Currently, legislation that would encourage the states to enact optimal teen driving laws, or Graduated Driver Licensing (GDL) laws, is being considered by Congress as a part of the Surface Transportation Reauthorization bill. GDL policies have been shown to reduce traffic fatalities by as much as 40 percent in the states where they have been adopted. Additionally, recent research from The Allstate Foundation’s License to Save report found that comprehensive GDL laws could save an estimated 2,000 lives and $13.6 billion annually.
Allstate and The Allstate Foundation urge Americans to do their part in making roads safer for all families during the Independence Day holiday. The Allstate Foundation’s website is a great tool for additional facts and resources that can keep everyone safe on America’s roads. Parents in particular can take simple steps to help their teens be safer on the road:
• Talk to your teen early and often.
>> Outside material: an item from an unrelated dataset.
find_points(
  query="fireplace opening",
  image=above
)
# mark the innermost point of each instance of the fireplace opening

Discuss the risks and responsibilities of driving with your child at a young age and keep talking to your teen before, during and after the licensing process.
• Don't rush the training process. Just because teens have a permit or license doesn't mean they are ready for every driving condition. By easing into the training process, you'll help ensure you and your teen will be ready for any situation.
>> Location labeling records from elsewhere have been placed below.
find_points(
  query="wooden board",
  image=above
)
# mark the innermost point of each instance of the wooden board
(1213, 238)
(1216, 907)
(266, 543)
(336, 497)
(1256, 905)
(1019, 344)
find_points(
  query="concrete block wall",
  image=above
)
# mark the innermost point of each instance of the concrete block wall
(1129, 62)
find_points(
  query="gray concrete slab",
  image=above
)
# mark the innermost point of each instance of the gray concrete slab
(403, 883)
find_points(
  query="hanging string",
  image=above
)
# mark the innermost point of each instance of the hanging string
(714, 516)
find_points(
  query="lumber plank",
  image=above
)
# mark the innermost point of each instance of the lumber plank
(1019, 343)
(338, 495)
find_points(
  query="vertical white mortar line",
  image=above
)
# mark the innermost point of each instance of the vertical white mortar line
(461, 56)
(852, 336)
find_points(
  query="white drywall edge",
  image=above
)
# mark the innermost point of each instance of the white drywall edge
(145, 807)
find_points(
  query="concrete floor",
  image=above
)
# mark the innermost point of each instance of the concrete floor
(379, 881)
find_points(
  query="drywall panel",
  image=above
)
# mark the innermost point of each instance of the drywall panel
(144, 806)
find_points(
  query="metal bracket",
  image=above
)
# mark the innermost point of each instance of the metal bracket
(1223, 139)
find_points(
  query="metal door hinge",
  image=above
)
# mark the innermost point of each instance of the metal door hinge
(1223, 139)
• Understand your state's laws. GDL laws are minimum standards that can help keep teens safer on the road; however, the more that parents are involved in their teen's driving experience, the more likely they will be a safer driver and passenger. To help educate parents and teens about the safety measures that keep drivers protected, The Allstate Foundation created a new free Parent-Teen Driving Agreement. The agreement can help parents and their teens make safer decisions when they get behind the wheel and when they ride as passengers with their friends.
• Practice what you preach. Be a positive role model when you're behind the wheel. Your teen is more likely to be a calm and courteous driver, wear a seat belt and follow the rules of the road if they see you do the same.